Incentive Equity definition

Incentive Equity means the product of (i) the sum of (A) the aggregate number of REIT Shares (x) actually awarded to employees and directors of the REIT under the Equity Plan as of the IPO Closing Date and (B) the aggregate number of LTIP Units actually awarded to employees and directors of the REIT under the Equity Plan as of the IPO Closing Date, whether vested or unvested; times (ii) the IPO Price.
Incentive Equity means all previously granted and future options, RSU and other equity instruments.
Incentive Equity means the product of (i) the aggregate number of Common Shares actually awarded to employees and directors of the Company under the Equity Plan as of the date of the IPO Closing, whether vested or unvested; times (ii) the IPO Price.

Examples of Incentive Equity in a sentence

  • In the event of a conflict between the terms of this Agreement and any Incentive Equity documentation, the terms of this Agreement regarding the Incentive Equity shall prevail.

  • Any provision in this Section 6 regarding Incentive Equity or the right to participate in the Retiree Health Program shall survive any termination or expiration of this Agreement.

  • If termination is by Executive pursuant to Section 5(f), (i) all of the Incentive Equity that is unvested as of the date of termination shall be forfeited for no consideration and (ii) Executive shall have one (1) year following the date of termination to exercise any vested Options.

  • All unvested Incentive Equity will become fully vested immediately prior to the occurrence of a Liquidity Event.

  • If termination is for Cause, all of (i) the Incentive Equity that is unvested as of the date of termination and (ii) the Options that remain unexercised as of the date of termination, shall be forfeited for no consideration.

  • In the event that acceleration of vesting of Incentive Equity compensation is to be reduced, such acceleration of vesting shall be cancelled in the reverse order of the date of grant of Executive’s Incentive Equity unless Executive elects in writing a different order for cancellation.

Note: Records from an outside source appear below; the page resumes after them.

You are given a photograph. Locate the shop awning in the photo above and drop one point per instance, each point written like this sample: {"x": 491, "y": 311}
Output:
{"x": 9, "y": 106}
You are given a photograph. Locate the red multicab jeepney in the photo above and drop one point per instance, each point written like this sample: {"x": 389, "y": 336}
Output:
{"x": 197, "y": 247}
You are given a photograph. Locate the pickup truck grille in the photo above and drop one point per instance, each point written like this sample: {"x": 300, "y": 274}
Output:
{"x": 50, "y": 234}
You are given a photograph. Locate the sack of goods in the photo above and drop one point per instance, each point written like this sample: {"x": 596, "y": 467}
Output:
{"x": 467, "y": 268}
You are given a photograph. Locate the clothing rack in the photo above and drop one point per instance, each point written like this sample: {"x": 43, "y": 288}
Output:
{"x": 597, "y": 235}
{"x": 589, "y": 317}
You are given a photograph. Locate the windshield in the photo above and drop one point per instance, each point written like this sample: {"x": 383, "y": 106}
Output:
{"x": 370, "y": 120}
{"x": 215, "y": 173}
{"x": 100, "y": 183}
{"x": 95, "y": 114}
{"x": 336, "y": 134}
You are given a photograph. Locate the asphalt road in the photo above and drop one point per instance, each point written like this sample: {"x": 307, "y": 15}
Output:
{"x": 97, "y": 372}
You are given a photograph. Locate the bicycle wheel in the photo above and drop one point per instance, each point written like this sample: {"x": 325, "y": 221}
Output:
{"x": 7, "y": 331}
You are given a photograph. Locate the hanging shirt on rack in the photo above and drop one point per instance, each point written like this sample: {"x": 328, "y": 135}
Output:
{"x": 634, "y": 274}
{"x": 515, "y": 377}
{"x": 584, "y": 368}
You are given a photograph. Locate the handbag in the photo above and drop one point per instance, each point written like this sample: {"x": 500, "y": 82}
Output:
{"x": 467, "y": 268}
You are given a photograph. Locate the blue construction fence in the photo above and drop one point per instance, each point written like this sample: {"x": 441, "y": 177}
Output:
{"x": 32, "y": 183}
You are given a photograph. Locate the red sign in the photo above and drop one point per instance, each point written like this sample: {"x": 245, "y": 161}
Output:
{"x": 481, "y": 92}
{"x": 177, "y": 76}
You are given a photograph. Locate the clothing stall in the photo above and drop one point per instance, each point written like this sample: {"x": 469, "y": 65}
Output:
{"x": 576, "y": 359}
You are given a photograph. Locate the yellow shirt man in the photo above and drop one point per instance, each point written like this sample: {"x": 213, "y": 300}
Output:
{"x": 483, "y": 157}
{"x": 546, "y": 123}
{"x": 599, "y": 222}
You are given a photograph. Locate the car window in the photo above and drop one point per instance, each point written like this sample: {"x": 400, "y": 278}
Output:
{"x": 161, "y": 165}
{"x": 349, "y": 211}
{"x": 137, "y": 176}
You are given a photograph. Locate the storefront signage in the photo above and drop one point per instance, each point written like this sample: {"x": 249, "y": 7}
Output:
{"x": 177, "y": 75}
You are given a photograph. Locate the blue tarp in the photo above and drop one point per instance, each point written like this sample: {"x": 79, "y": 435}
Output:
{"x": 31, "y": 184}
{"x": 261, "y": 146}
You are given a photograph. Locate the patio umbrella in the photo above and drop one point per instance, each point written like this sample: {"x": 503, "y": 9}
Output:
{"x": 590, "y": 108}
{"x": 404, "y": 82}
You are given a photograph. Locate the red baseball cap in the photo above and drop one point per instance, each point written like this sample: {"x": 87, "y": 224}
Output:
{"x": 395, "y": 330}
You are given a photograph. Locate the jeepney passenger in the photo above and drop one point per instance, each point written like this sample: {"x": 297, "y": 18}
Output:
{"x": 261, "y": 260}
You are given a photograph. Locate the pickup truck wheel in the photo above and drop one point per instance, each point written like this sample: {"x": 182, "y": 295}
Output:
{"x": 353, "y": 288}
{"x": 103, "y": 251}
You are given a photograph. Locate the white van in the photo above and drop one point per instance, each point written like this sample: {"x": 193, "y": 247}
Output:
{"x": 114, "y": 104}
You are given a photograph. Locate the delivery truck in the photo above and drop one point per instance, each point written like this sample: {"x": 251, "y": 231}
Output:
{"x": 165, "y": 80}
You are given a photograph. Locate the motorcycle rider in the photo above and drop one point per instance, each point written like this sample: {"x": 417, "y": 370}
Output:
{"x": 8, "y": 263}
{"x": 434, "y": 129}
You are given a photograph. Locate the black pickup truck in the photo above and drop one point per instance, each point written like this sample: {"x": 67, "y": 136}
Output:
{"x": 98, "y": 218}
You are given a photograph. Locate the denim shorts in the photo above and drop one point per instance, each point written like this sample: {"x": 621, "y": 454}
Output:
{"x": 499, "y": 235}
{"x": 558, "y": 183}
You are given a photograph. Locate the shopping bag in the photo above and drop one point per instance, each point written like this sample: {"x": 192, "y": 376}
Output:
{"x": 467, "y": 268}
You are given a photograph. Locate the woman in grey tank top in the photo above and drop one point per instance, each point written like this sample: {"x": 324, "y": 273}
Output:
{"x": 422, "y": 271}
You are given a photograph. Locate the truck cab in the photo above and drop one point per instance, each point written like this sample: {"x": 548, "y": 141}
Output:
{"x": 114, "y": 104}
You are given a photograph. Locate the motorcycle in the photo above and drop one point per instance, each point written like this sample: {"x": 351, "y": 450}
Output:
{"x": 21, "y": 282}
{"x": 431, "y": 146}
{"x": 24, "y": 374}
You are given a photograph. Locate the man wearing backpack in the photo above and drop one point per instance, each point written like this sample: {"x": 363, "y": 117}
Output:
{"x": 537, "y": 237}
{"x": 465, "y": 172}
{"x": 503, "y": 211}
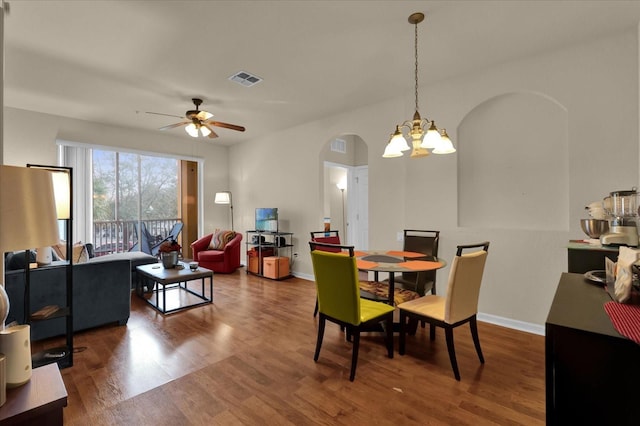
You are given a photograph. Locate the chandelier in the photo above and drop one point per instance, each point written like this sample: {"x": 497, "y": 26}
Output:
{"x": 423, "y": 133}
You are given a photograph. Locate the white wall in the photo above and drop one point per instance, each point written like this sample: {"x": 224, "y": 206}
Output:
{"x": 597, "y": 84}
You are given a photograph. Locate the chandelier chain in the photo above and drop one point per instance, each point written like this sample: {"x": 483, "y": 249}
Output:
{"x": 416, "y": 70}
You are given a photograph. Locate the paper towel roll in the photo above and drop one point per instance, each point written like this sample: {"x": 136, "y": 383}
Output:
{"x": 15, "y": 344}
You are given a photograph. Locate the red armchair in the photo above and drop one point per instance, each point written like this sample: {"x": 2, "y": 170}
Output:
{"x": 222, "y": 261}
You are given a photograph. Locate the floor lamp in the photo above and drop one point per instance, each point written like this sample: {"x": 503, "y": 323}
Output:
{"x": 225, "y": 197}
{"x": 27, "y": 220}
{"x": 63, "y": 188}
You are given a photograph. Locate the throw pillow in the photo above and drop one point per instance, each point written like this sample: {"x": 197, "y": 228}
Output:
{"x": 60, "y": 250}
{"x": 220, "y": 239}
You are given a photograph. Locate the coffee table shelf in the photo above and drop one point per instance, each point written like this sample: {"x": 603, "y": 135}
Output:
{"x": 172, "y": 290}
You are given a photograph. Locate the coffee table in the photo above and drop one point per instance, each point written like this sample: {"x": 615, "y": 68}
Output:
{"x": 174, "y": 281}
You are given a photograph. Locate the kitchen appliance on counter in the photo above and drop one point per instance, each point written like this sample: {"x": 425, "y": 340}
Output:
{"x": 621, "y": 208}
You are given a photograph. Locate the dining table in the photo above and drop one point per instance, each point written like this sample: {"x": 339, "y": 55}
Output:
{"x": 393, "y": 262}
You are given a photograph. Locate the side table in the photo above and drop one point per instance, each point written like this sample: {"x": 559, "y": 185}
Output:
{"x": 38, "y": 402}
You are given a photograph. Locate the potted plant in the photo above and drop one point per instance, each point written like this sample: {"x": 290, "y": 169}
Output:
{"x": 169, "y": 253}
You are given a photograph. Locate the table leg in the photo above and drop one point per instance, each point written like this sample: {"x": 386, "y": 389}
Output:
{"x": 392, "y": 289}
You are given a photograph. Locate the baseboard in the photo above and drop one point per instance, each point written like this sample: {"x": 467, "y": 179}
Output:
{"x": 511, "y": 323}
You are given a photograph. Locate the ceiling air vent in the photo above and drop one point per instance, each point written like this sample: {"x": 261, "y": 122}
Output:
{"x": 339, "y": 145}
{"x": 245, "y": 79}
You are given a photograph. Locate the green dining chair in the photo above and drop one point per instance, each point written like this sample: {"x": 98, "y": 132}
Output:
{"x": 336, "y": 277}
{"x": 460, "y": 306}
{"x": 331, "y": 237}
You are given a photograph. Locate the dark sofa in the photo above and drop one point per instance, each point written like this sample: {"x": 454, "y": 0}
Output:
{"x": 101, "y": 292}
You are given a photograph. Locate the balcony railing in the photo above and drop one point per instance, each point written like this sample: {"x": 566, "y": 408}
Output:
{"x": 118, "y": 236}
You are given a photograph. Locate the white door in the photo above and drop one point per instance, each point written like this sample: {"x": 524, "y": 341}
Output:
{"x": 358, "y": 220}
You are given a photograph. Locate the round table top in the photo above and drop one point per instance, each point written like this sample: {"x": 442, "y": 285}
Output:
{"x": 396, "y": 261}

  • Within 30 days after each time that Executive exercises its right to purchase Incentive Equity, the Executive will make an effective election with the Internal Revenue Service under Section 83(b) of the Internal Revenue Code and the regulations promulgated thereunder.

  • If a reduction in payments or benefits constituting “parachute payments” is necessary so that the Payment equals the Reduced Amount, reduction shall occur in the following order unless Executive elects in writing a different order (provided, however, that such election shall be subject to Company approval if made on or after the effective date of the event that triggers the Payment): reduction of cash payments; cancellation of accelerated vesting of Incentive Equity; reduction of employee benefits.

  • The Employee shall be entitled to participate in MIIX Group's Long Term Incentive Equity Plan, or similar plans which may be in effect from time to time for executives of the Company.

  • The Holding Company’s Board of Directors adopted the DNB Financial Corporation Incentive Equity and Deferred Compensation Plan on November 24, 2004 (“Plan”).


More Definitions of Incentive Equity

Incentive Equity includes restricted “profits interests” awards, restricted membership interests awards, or purchases, RSUs, SARs, options to purchase any of the foregoing, warrants or similar securities, vested or unvested.
Incentive Equity means the Options and Restricted Stock.
Incentive Equity means all previously granted and future options, RSU and other equity award instruments granted to Executive by the Company except for the SPAC RSU. The SPAC RSU is not Incentive Equity for all purposes of this Agreement.